E o fato de uma nutrição deficiente ser identificada como causa subjacente de morte significa que também há uma contagem dupla. Quando se ouve que uma criança morre a cada poucos segundos devido a doenças relacionadas à água não tratada ou devido à pobreza, por exemplo, algumas destas crianças vão ser as mesmas que estariam morrendo a cada poucos segundos de fome.

Complexidade
A maioria das mortes relacionadas a problemas de nutrição ocorrem em países que não estão sofrendo com conflitos ou fome, segundo o professor Robert Black, da Escola de Saúde Pública Johns Hopkins Bloomberg, nos Estados Unidos.
"Estes não são os países mais pobres do mundo. São países como a Índia ou a Nigéria ou muitos outros países na Ásia ou África que realmente poderiam se sair melhor, que têm os recursos para alimentar as crianças", afirmou.
"Certamente os mais pobres têm os maiores problemas com subnutrição, mas mesmo assim há comida o suficiente para alimentar as crianças. 
A dificuldade é alcançar uma dieta de qualidade, uma dieta que é dominada por cereais ou amido não será uma dieta com a qualidade necessária para os dois primeiros anos de vida", disse.
Foi Black que calculou que 3 milhões de crianças morreram em decorrência da subnutrição em 2011, divulgando o número na The Lancet. Ele afirma que, na maioria dos casos, o problema pode ser resolvido por meio da educação.

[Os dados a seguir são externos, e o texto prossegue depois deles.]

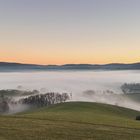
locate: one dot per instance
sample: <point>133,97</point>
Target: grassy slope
<point>70,121</point>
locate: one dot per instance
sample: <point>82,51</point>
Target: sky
<point>70,31</point>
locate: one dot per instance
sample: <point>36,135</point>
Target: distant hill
<point>5,66</point>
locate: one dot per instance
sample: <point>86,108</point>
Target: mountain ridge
<point>12,66</point>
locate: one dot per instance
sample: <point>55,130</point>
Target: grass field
<point>72,121</point>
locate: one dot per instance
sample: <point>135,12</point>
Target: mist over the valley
<point>93,86</point>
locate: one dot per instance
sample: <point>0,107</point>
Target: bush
<point>138,118</point>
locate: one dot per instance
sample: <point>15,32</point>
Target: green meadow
<point>72,121</point>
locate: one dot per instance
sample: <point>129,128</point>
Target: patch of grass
<point>72,121</point>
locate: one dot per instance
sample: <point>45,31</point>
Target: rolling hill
<point>72,121</point>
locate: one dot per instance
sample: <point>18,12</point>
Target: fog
<point>84,85</point>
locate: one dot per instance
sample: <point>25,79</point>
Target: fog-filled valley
<point>92,86</point>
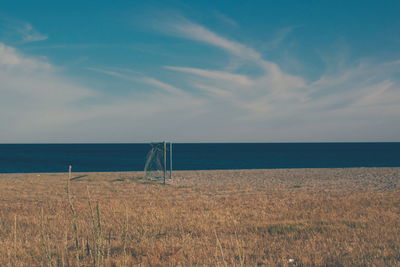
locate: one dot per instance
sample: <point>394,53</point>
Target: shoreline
<point>209,170</point>
<point>316,217</point>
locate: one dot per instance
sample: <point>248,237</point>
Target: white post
<point>69,171</point>
<point>165,160</point>
<point>170,160</point>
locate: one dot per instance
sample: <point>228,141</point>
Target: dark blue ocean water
<point>203,156</point>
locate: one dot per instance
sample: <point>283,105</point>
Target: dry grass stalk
<point>330,217</point>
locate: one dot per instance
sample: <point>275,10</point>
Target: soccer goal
<point>158,164</point>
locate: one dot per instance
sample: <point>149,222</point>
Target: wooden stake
<point>165,160</point>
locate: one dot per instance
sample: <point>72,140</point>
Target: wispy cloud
<point>41,103</point>
<point>19,31</point>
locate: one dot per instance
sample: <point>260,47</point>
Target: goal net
<point>156,165</point>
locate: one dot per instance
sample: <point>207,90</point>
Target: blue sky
<point>199,71</point>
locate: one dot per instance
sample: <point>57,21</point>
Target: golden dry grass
<point>310,217</point>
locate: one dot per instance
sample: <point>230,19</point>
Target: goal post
<point>158,164</point>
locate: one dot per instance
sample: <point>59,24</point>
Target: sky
<point>199,71</point>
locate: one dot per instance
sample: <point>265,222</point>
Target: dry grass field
<point>299,217</point>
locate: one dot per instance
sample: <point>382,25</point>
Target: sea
<point>28,158</point>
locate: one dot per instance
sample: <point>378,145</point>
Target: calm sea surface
<point>204,156</point>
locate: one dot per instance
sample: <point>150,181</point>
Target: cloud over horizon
<point>41,103</point>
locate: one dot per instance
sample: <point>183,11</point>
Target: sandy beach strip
<point>285,217</point>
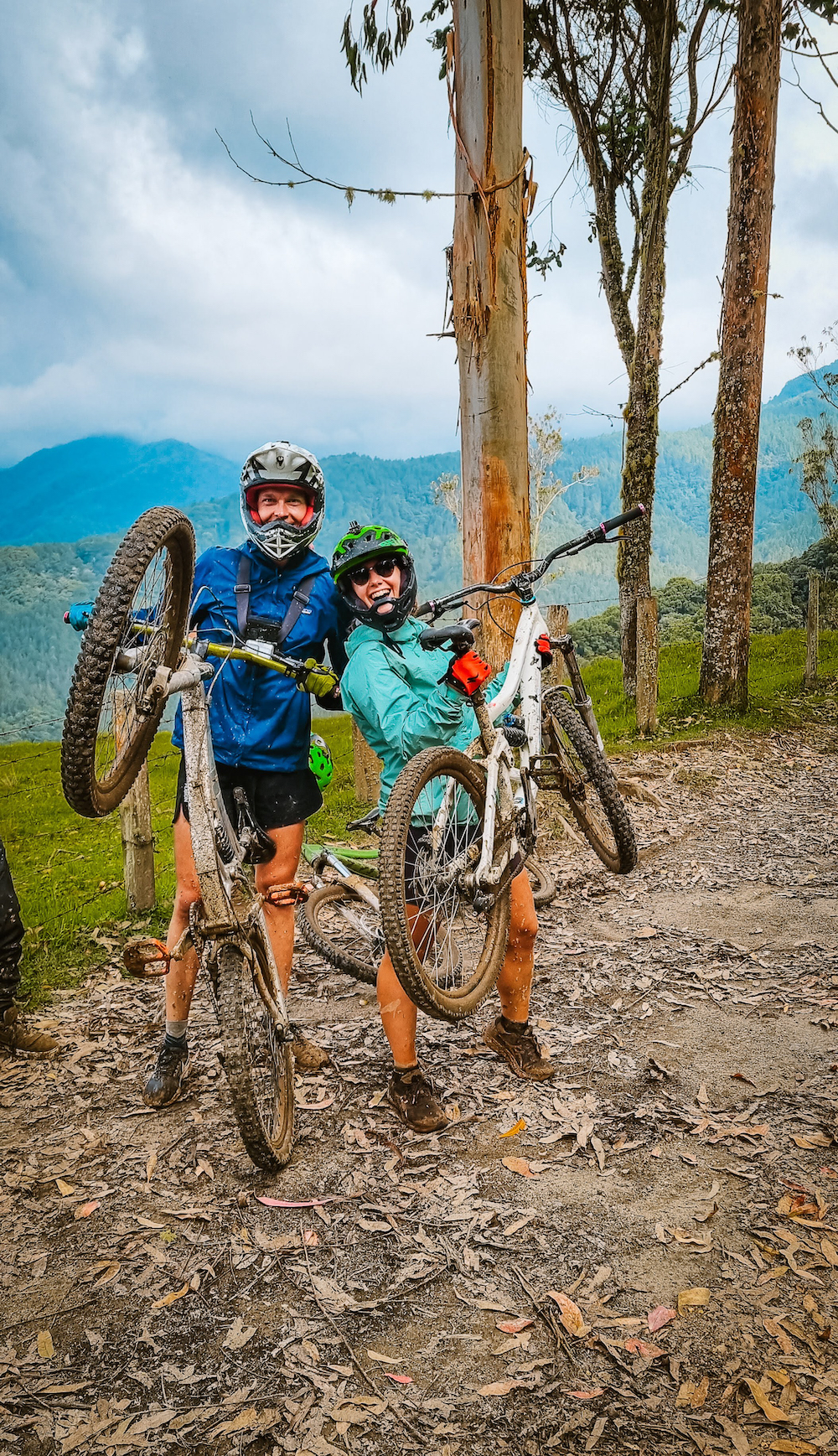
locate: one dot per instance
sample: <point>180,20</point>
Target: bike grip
<point>79,614</point>
<point>623,520</point>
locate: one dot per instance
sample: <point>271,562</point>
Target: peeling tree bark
<point>489,292</point>
<point>729,571</point>
<point>644,369</point>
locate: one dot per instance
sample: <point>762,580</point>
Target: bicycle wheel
<point>541,881</point>
<point>431,833</point>
<point>258,1065</point>
<point>136,626</point>
<point>587,784</point>
<point>345,930</point>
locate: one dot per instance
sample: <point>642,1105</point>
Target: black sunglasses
<point>385,567</point>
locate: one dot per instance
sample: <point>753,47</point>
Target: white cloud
<point>150,288</point>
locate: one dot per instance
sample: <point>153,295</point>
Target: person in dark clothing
<point>271,588</point>
<point>15,1035</point>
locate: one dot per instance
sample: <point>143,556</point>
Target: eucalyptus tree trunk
<point>737,440</point>
<point>640,454</point>
<point>489,292</point>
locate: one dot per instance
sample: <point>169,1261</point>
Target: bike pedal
<point>144,956</point>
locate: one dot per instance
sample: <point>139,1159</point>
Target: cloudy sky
<point>152,290</point>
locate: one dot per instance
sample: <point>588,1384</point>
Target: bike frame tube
<point>207,817</point>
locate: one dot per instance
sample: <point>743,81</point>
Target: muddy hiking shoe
<point>515,1041</point>
<point>168,1078</point>
<point>16,1035</point>
<point>416,1101</point>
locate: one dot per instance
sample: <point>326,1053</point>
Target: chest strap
<point>242,588</point>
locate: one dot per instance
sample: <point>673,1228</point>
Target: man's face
<point>281,503</point>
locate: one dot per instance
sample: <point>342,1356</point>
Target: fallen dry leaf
<point>518,1165</point>
<point>766,1406</point>
<point>693,1299</point>
<point>237,1337</point>
<point>571,1315</point>
<point>169,1299</point>
<point>639,1347</point>
<point>660,1317</point>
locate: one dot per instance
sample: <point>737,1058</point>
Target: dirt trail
<point>685,1145</point>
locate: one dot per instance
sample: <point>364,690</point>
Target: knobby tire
<point>259,1068</point>
<point>598,797</point>
<point>316,925</point>
<point>435,1001</point>
<point>88,790</point>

Por exemplo, ele explica que um quarto das mortes pode ser atribuido a uma amamentação não adequada, com muitas famílias não percebendo que até os seis meses de idade os bebês precisam exclusivamente de leite materno, e esta alimentação os protege de comida contaminada.
Então, tudo indica que os fatos são mais complicados do que o slogan. Mas, de acordo com Jack Lundie, porta-voz da If, é preciso simplificar para conseguir a atenção das pessoas.
Lundie admite que pode ser que as pessoas não consigam toda a informação sobre o problema com o slogan mais chamativo das mortes em poucos segundos, mas ele não acredita que "seria realista" esperar algo assim apenas com um slogan.
"Em termos que criar uma conversa na qual as pessoas podem ser informadas, você primeiro precisa conseguir a atenção delas, a atenção emocional. As pessoas são muito ocupadas então você precisa uma compreensão instantânea para iniciar uma conversa", disse.
A subnutrição é um problema grave, e as 3 milhões de crianças que teriam morrido por esta causa em 2011 representam quase metade de todas as mortes infantis. Mas há sinais de avanços.
"Há uma queda no número excessivo de mortes, não muito grande, mas é um avanço desde a última vez que estudamos isto (em 2008), e a atenção dada a estas questões de nutrição em países de baixa renda e de renda média, realmente aumentou muito nos últimos cinco anos", disse Black.